Autres situations ou points de vigilance :
 L’utilisation des vestiaires est organisée de façon à respecter les mesures d’hygiène et de distanciation physique d’au moins un mètre (une jauge peut permettre de garantir le plein respect de cette mesure). Les vestiaires (casiers) sont à usage individuel et font l’objet de nettoyage journalier avec un produit actif sur le virus SARS-CoV-2.
 Une aération régulière des espaces de travail et d’accueil du public est organisée si possible (pendant 15 mn toutes les 3 heures) ; sinon, on s’assurera d’un apport d’air neuf adéquat par le système de ventilation (cf. annexe 2).
 Les moments de convivialité réunissant les salariés en présentiel dans le cadre professionnel sont suspendus.
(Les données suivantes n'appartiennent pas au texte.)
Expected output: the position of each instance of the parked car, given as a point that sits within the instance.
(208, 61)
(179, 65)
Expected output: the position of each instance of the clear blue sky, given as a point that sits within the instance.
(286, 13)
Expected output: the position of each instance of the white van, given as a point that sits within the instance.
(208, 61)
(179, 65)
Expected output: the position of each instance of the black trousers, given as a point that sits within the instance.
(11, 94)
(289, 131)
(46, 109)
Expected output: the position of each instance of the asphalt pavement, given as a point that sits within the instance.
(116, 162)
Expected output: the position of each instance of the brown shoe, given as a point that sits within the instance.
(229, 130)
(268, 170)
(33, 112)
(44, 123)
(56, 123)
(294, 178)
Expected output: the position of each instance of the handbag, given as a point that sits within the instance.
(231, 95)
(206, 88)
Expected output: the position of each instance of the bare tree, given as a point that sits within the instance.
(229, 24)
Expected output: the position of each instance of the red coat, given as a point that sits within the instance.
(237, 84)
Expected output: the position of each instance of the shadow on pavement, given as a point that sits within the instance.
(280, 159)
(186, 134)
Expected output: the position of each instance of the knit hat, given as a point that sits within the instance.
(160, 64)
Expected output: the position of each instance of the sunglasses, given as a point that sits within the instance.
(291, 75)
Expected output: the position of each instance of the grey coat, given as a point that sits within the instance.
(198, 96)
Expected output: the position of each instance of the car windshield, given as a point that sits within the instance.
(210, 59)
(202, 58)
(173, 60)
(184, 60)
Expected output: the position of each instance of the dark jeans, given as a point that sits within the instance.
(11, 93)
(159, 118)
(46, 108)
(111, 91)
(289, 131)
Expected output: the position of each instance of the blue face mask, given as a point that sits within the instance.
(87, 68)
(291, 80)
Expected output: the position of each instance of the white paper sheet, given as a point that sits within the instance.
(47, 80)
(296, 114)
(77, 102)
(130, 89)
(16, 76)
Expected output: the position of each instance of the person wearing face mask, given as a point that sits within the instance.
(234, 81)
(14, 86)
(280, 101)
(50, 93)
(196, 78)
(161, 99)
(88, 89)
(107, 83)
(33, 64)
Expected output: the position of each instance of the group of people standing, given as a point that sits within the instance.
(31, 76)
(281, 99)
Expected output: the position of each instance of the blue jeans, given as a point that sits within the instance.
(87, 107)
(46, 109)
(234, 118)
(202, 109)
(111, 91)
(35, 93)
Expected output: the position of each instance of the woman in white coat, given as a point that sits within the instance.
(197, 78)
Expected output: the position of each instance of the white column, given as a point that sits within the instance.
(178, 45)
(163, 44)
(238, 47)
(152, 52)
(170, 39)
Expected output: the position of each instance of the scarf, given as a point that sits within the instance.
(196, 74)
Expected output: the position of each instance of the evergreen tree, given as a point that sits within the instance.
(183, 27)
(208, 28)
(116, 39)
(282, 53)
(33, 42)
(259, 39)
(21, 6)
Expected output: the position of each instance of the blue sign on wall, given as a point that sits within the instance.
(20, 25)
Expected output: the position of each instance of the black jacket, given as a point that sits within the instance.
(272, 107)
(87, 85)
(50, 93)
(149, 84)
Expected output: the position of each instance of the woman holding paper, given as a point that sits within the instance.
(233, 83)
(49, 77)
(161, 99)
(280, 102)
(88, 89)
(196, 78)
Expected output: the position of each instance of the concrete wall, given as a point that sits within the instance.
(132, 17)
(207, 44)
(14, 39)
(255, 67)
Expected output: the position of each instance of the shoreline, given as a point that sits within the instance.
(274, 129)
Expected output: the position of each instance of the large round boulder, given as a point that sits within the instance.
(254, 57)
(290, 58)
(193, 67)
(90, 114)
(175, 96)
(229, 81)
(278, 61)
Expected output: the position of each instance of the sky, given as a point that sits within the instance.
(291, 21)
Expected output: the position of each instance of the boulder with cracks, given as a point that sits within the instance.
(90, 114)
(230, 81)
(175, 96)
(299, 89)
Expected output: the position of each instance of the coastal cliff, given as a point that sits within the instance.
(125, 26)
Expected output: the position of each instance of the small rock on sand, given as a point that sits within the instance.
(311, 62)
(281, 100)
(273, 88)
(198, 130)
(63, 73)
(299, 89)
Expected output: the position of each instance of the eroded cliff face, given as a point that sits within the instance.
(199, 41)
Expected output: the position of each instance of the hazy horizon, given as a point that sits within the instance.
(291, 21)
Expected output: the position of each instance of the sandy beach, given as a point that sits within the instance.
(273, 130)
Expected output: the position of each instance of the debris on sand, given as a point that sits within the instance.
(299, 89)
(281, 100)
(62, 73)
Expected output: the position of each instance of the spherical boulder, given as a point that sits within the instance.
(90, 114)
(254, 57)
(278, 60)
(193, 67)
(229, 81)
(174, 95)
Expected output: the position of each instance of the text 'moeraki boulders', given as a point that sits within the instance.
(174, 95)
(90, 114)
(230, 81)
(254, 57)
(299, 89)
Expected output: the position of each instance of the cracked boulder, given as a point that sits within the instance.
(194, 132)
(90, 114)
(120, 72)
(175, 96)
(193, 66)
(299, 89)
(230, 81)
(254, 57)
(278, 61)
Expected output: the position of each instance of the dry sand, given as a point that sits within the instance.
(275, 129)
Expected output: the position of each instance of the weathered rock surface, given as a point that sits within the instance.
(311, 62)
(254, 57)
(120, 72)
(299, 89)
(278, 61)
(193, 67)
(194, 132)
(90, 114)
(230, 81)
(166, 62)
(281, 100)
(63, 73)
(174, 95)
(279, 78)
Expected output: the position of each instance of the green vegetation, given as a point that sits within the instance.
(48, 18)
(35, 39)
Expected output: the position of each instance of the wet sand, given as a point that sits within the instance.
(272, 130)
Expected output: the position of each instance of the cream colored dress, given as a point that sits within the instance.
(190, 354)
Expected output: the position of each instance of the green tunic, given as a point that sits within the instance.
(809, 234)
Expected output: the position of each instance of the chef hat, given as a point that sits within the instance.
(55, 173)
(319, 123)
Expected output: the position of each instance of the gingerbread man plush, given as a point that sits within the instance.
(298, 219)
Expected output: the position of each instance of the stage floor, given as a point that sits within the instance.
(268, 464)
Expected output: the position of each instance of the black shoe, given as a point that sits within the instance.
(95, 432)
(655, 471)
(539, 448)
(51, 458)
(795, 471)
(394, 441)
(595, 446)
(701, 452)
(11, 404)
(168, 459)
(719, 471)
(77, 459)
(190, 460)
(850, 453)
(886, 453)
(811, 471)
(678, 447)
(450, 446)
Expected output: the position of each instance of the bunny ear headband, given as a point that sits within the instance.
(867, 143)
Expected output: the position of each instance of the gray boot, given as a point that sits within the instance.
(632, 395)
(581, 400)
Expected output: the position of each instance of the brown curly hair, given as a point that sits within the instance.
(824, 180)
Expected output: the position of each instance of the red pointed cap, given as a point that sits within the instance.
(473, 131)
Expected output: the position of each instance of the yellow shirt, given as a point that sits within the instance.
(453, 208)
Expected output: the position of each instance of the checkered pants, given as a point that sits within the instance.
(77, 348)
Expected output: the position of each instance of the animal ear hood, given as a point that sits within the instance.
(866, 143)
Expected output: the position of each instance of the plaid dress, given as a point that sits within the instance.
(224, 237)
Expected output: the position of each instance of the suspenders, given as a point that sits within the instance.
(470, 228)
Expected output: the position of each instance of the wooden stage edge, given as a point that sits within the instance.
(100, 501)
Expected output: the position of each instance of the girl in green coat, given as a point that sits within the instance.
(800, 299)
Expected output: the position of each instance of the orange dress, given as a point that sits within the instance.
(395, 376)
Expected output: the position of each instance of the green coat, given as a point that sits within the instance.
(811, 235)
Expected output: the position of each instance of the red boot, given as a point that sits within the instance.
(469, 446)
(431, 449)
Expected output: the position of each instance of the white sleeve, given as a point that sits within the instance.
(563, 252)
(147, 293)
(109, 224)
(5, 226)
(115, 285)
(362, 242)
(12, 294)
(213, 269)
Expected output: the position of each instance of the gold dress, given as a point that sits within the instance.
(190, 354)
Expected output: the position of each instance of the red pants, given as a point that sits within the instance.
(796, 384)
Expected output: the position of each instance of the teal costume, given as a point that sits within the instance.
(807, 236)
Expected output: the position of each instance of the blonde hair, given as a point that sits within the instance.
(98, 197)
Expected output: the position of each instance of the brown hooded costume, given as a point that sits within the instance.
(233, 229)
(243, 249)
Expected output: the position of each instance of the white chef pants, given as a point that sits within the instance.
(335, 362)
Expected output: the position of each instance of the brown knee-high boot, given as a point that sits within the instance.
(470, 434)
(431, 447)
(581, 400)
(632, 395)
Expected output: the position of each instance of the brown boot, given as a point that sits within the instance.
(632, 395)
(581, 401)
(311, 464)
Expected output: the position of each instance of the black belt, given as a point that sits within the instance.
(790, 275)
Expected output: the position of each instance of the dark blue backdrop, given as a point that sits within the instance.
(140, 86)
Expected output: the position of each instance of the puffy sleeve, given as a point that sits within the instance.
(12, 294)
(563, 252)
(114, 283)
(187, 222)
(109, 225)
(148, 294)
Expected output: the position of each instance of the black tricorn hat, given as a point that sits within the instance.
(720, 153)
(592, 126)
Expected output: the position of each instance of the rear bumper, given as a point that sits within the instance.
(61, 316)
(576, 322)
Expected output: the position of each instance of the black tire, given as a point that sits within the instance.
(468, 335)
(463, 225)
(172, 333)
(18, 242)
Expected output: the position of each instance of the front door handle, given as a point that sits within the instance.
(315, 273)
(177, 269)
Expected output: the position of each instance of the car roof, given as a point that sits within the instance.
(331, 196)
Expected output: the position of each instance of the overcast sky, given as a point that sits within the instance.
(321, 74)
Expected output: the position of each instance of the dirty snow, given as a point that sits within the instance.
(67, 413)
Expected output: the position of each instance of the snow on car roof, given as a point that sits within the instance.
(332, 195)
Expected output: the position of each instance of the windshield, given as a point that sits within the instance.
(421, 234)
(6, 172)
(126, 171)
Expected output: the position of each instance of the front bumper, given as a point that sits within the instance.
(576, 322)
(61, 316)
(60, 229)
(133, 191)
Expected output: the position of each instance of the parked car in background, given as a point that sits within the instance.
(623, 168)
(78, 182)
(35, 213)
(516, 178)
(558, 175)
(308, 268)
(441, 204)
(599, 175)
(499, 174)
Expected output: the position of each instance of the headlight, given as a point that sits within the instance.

Socle de règles en vigueur (6 janvier 2021)

MESURES D’HYGIENE
– Se laver régulièrement les mains à l’eau et au savon (dont l’accès doit être facilité avec mise à disposition de serviettes à usage unique) ou par une friction hydro-alcoolique
– Se couvrir systématiquement le nez et la bouche en toussant ou éternuant dans son coude
– Se moucher dans un mouchoir à usage unique à éliminer immédiatement dans une poubelle à ouverture non-manuelle
– Éviter de se toucher le visage, en particulier le nez, la bouche et les yeux ou de toucher son masque
– Ne pas se serrer les mains ou s’embrasser pour se saluer, ne pas faire d’accolade

DISTANCIATION PHYSIQUE / PORT DU MASQUE
– Respecter une distance physique d’au moins 1 mètre
– Systématiser le port du masque dans les lieux clos et partagés
– Organiser de façon ponctuelle des alternatives au port du masque systématique avec des mesures de protection correspondant au niveau de circulation du virus dans le département

AUTRES RECOMMANDATIONS (cf. annexe 2)
– Aérer régulièrement (toutes les 3 heures) les pièces fermées, pendant quinze minutes ; ou s’assurer d’un apport d’air neuf adéquat par le système de ventilation
– Nettoyer régulièrement avec un produit actif sur le virus SARS-CoV-2 les objets manipulés et les surfaces y compris les sanitaires
– Éliminer les déchets susceptibles d’être contaminés dans des poubelles à ouverture non manuelle
– Eviter de porter des gants : ils donnent un faux sentiment de protection. Les gants deviennent eux-mêmes des vecteurs de transmission, le risque de porter les mains au visage est le même que sans gant, le risque de contamination est donc égal voire supérieur
– Rester chez soi en cas de symptômes évocateurs du Covid-19 (toux, difficultés respiratoires, etc.) et contacter son médecin traitant (en cas de symptômes graves, appeler le 15)
– En cas de personne symptomatique sur le lieu de travail, mettre en place le protocole prévu au chapitre V
– Auto-surveillance par les salariés de leur température : un contrôle systématique de température à l’entrée des établissements/structures ne peut avoir de caractère obligatoire. Cependant, toute personne est invitée à mesurer elle-même sa température en cas de sensation de fièvre avant de partir travailler et plus généralement d’auto-surveiller l’apparition de symptômes évocateurs de Covid-19.